Everybody knows concentration, right? You place a bunch of picture cards on the ground and students take turns turning them over trying to find two identical cards. Been there, done that…. Well Ritsuko turns that game into a listening activity. As such, I quite UN-originally call it “The Listening Game”.
Instead of cards on the ground, you writes numbers on the board, say 1 to 20, like this:
Each number represents either a question or answer. Like normal concentration the questions and answers are all mixed up. It’s important that each question has only one possible answer, otherwise the game turns into a confusing mess.
Now, unless you have a phenomenally exact memory you’ll need to prepare an answer key in advance with the 10 questions and 10 answers you want to review. Like this:
On the answer key you can see that the questions are darkened for ease of reading. In each box you’ll see a number followed by a sentence. Whenever somebody calls a number from the board, you read out that sentence. The second number in brackets is the matching question or answer the sentence corresponds to.
Now, how to play the game… I like to divide the class into two or three teams. Then after deciding which side goes first, a student chooses two numbers, say 2 and 10. The teacher, reading from the answer key, says, “2, My name is Jane, 10, I’m 10 years old.”
Nope!
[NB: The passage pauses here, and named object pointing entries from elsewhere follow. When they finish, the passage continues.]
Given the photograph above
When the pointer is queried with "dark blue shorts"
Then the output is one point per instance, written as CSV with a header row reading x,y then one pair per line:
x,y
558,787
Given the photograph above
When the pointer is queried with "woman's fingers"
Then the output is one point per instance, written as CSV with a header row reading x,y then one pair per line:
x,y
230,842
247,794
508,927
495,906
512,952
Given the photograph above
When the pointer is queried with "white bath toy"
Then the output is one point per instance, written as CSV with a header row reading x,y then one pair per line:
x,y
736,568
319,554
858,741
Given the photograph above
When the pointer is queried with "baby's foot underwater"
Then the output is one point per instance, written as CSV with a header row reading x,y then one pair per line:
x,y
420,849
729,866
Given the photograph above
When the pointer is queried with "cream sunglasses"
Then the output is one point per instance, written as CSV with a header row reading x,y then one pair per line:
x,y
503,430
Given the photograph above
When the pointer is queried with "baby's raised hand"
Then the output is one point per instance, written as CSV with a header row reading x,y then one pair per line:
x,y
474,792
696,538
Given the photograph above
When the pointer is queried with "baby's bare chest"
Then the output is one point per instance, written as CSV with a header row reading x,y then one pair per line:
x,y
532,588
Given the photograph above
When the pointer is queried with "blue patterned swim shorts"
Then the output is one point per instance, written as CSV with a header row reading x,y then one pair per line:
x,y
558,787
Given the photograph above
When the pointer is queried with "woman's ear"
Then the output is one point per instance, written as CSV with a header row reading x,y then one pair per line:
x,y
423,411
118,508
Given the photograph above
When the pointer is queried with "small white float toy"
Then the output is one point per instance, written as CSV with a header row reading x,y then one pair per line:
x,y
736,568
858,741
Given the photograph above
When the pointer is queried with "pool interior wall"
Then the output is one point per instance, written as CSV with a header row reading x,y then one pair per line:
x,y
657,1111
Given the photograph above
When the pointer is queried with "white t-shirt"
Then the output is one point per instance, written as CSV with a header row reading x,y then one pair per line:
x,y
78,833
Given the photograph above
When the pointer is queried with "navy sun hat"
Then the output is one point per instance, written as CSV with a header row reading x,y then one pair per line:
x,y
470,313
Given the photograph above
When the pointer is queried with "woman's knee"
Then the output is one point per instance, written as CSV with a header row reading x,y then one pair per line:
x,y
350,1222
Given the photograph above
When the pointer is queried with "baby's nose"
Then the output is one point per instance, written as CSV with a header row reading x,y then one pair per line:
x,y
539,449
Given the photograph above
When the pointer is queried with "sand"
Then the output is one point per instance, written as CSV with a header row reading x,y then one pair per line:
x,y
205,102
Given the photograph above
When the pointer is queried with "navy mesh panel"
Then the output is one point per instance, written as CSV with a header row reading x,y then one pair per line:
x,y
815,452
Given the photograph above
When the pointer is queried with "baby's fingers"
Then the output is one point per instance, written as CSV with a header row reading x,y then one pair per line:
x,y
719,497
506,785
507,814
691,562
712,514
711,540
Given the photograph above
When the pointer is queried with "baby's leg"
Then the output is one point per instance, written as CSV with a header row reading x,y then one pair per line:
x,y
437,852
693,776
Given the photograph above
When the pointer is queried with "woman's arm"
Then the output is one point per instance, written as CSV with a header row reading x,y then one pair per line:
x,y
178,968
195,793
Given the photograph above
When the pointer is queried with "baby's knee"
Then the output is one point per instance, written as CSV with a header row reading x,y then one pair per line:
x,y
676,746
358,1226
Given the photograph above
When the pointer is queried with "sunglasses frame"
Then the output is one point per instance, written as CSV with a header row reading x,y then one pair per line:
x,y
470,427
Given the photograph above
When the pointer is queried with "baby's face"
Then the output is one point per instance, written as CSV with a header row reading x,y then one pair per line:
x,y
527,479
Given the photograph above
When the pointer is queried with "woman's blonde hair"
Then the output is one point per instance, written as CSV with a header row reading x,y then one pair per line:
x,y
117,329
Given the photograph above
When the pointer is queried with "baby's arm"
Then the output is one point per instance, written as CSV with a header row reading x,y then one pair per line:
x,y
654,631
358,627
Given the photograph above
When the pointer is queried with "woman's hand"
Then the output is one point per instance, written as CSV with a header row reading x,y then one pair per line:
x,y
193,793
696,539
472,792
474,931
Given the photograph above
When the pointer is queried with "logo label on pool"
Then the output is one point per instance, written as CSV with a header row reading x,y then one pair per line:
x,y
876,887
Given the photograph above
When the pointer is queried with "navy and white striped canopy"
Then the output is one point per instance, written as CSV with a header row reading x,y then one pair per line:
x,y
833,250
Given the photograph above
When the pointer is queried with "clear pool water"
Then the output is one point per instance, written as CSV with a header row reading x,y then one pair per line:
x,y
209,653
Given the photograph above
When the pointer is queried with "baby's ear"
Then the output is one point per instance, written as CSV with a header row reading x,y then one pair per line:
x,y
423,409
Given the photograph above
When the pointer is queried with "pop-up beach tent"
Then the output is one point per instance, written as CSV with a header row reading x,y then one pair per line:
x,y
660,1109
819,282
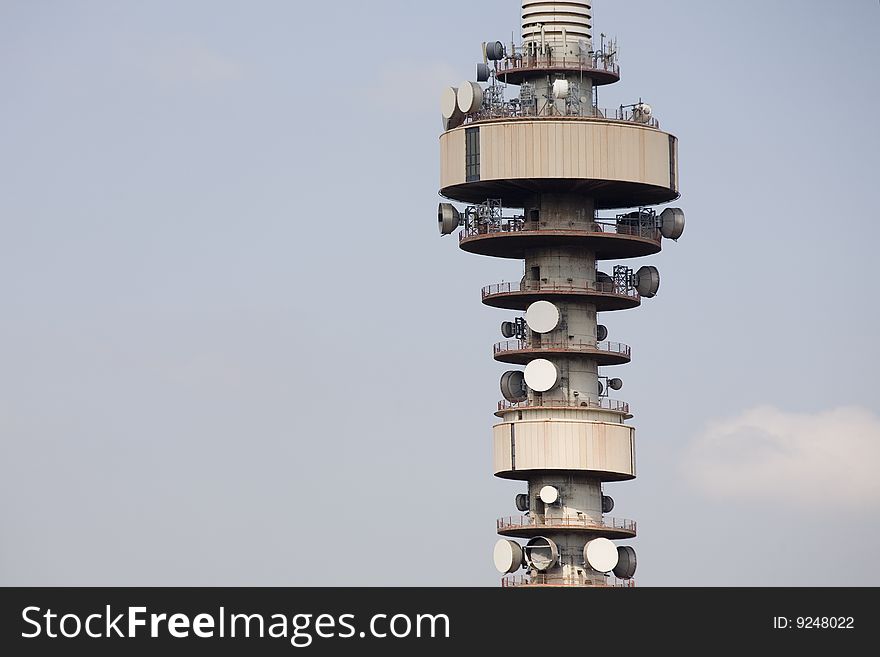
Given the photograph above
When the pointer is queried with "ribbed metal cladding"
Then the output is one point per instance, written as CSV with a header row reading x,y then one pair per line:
x,y
576,18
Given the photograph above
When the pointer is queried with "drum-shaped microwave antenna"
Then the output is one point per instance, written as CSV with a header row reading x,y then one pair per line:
x,y
648,281
452,116
642,112
626,562
448,218
469,97
541,553
607,504
601,554
508,556
560,89
513,386
542,316
672,223
494,50
541,375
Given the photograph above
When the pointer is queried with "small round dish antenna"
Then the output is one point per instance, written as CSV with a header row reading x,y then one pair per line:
x,y
541,553
542,317
469,97
541,375
513,386
601,554
448,218
607,504
549,495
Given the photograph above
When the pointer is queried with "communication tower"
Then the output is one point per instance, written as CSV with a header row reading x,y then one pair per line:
x,y
528,136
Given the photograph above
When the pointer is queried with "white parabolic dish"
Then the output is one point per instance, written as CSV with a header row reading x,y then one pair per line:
x,y
541,375
470,97
542,317
601,554
549,495
507,555
449,102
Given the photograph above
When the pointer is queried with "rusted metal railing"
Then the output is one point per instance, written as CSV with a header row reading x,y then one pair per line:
x,y
525,61
575,287
522,345
549,580
519,225
603,403
537,520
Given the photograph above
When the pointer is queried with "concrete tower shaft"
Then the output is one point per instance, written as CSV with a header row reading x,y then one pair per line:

Sorry, wrong…
Then the next student takes a turn, and perhaps going through the numbers methodically says 2 and 13. To which the teacher says “2, My name is Jane. 13, What’s your name?”
I don’t much care if they say the number for the question first, or the number for the answer first, but I do force them to say both numbers at the same time.
After somebody says two correct numbers, you cross out those two numbers and give that student, or that student’s team some points. You could give one or two points, roll a dice, or whatever point system you like to use. Personally, for this game I like to give points equivalent to the numbers they chose from the board, so in this case the student or their team would have gotten 15 points (2 + 13 :)). This creates for some wild point swings which gives the game a little excitement.
I let the students take notes while we are playing (otherwise it might take really long, and some kids start to zone out), but for added difficulty you could tell them to just use their heads. Also, while I use this game with questions and answers exclusively, there’s no reason you couldn’t use just single words, or words and their definitions, or even math questions. You don’t have to limit it to 20 either.